Сейчас полдень, ярко светит солнце. Завтра мы уезжаем в Осло. Я бы с удовольствием побыл здесь подольше, но не хочу разлучаться с Йенни. Она ушла в поселок за молоком.
О, молодость! Йенни молода. В молодости перед человеком открыт весь мир. Стоишь на Северном полюсе, и перед тобой все меридианы. Можешь пойти по любому. А если окажется, что выбрал не тот, можешь перейти на другой, но смотри не опоздай, годы идут, и чем ближе к экватору, тем больше расстояние между меридианами, вскоре тебе придется держаться только того, по которому идешь, расстояние будет слишком большим, и даже при желании ты не сможешь перешагнуть с одного на другой.
Молодость! Ничего не знать о тоске по святым местам печали, по перекресткам позора, площадям поражения и проклятым деревушкам отчаяния, о которой писал Сёдерберг.
Нередко человеку приходится тащить на себе бремя стыда и позора, чтобы преуспеть в этом мире. И он живет в чужой стране, лелея одну заветную мечту — вернуться на родину предков и купить родительский дом.
Молодость — это когда мир еще изменяется. Йенни двадцать семь. Восемь, десять лет для нее необозримы. Для меня же — это всего лишь место на равнине, по которой я кружу.
Я жил так долго, что женщины, которых я помню, успели состариться и, как правило, измениться далеко не к лучшему. Я видел любовь своей юности — у нее большой живот и одиннадцать детей.

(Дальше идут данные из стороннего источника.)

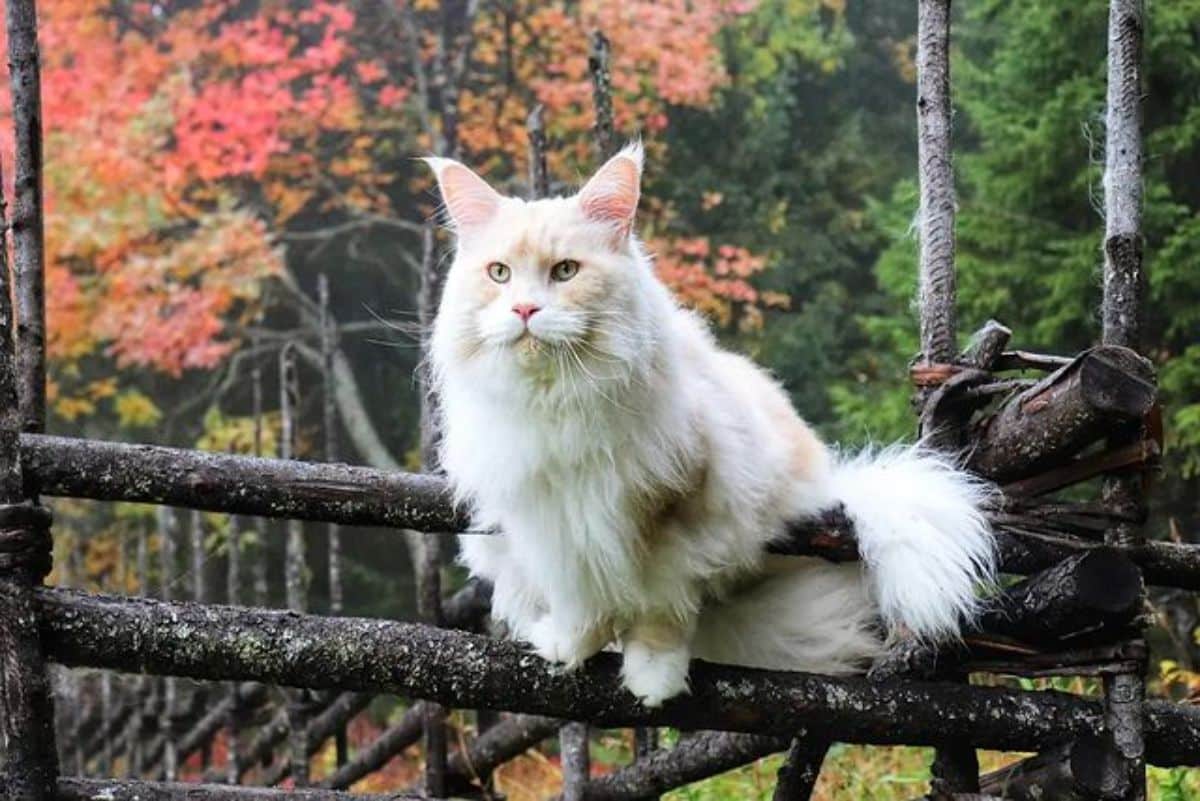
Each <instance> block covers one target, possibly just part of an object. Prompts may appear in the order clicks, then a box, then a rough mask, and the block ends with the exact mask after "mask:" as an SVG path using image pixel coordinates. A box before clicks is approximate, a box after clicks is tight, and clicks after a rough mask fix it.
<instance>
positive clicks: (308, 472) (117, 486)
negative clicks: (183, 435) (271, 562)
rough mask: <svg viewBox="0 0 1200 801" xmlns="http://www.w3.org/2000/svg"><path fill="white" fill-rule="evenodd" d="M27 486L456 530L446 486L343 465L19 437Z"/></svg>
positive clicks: (42, 489)
mask: <svg viewBox="0 0 1200 801" xmlns="http://www.w3.org/2000/svg"><path fill="white" fill-rule="evenodd" d="M20 445H22V465H23V466H24V468H25V470H26V472H28V476H26V483H29V484H31V486H36V487H38V488H40V489H41V490H42V492H43V493H46V494H48V495H64V496H71V498H89V499H92V500H127V501H134V502H144V504H162V505H168V506H179V507H184V508H199V510H204V511H209V512H227V513H229V514H252V516H262V517H278V518H296V519H304V520H323V522H335V523H342V524H346V525H382V526H388V528H407V529H415V530H419V531H462V530H463V529H464V528H466V526H467V519H466V518H464V517H463V516H462V514H461V513H460V512H456V511H455V510H454V507H452V506H451V504H450V499H449V495H448V493H446V487H445V482H444V481H443V480H442V478H437V477H434V476H422V475H418V474H408V472H388V471H384V470H373V469H370V468H358V466H349V465H344V464H320V463H308V462H286V460H281V459H265V458H257V457H246V456H229V454H226V453H206V452H202V451H188V450H182V448H169V447H160V446H155V445H126V444H120V442H98V441H94V440H82V439H70V438H62V436H46V435H40V434H28V435H22V438H20Z"/></svg>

Что имеют в виду поэты, когда говорят, что человек должен жить мгновением? Уж конечно, не тот простой факт, что мы и не можем иначе, нет, они требуют, чтобы вчерашний день умер для нас. Но ведь я или любой другой и есть это самое прошлое. Оно висит у меня на шее, и я не могу без него жить. Лишь крохотная частица времени уходит у человека на настоящее. Почти все остальное время мы заняты прошлым, наводим порядок в том, что случилось вчера, или в прошлом году, или пятнадцать лет назад. Нельзя жить только в настоящем.
В Орнесе на берегу стоял маленький мальчик, привязанный к двум телятам. Родители боялись, как бы он не утонул в Гломме. Он стоял неподвижно и, глядя прямо перед собой, думал о прошлом.
Прошлое растет с каждым часом, и нельзя требовать от умирающего, чтобы он радовался настоящему мгновению.
Я пишу, словно пробираюсь потайными ходами. Неужели все эти записи сведутся лишь к размышлениям о женщинах, которых я знал?
Я далеко не Дон-Жуан и не сексуальный маньяк. Если я скажу, что женщины мало значили в моей жизни, мне поверят. Но когда я пишу о своей жизни, получается, будто женщины играли в ней главную роль.
На фабрику — мое основное достижение в жизни — я потратил много лет тяжкого труда. А теперь все это кажется мимолетным. Главное были женщины.
Но мне предстоит написать еще очень много, и я еще не знаю истины. Сегодня ночью мне ясно одно: с тех пор как я начал писать, я обрел покой. Я пишу, наслаждаясь этим покоем, и надеюсь, что бог, может быть, не отринет меня. Каждый день я с нетерпением жду ночи — в мою красивую комнату никто не придет, ночь здесь бездонна.
Я долго был знаком с Мэри Брук, прежде чем разобрался, что она собой представляет. Мы встречались то днем, то поздно вечером, около полуночи.
Разумеется, я несколько раз спрашивал ее, чем она занимается, но никогда не получал вразумительного ответа и понял, что ей не по душе мои вопросы. Со временем я догадался, что она как-то связана с театром. Я довольно быстро сообразил, что дело тут не в другом мужчине, и уже не приставал к ней с расспросами.
Однажды я увидел, как она ослепительно улыбается мне с афишной тумбы, обнаженная, с огромным веером в руке: Эльзи Вренн.
Я долго не спускал с нее глаз, вернее, пялился на нее. Эльзи Вренн и была та самая Мэри Брук, которую я знал уже года два, и последние полгода — весьма близко.
Такие афиши, рассчитанные на то, чтобы разжечь похоть, обычно бьют мимо цели. Мэри была изображена в натуральную величину, но от афиши веяло холодом.
Я рассказал Мэри о своем открытии, и ночью не обошлось без слез. Снова и снова я должен был обещать ей, что никогда не пойду на ее выступления. И действительно не ходил.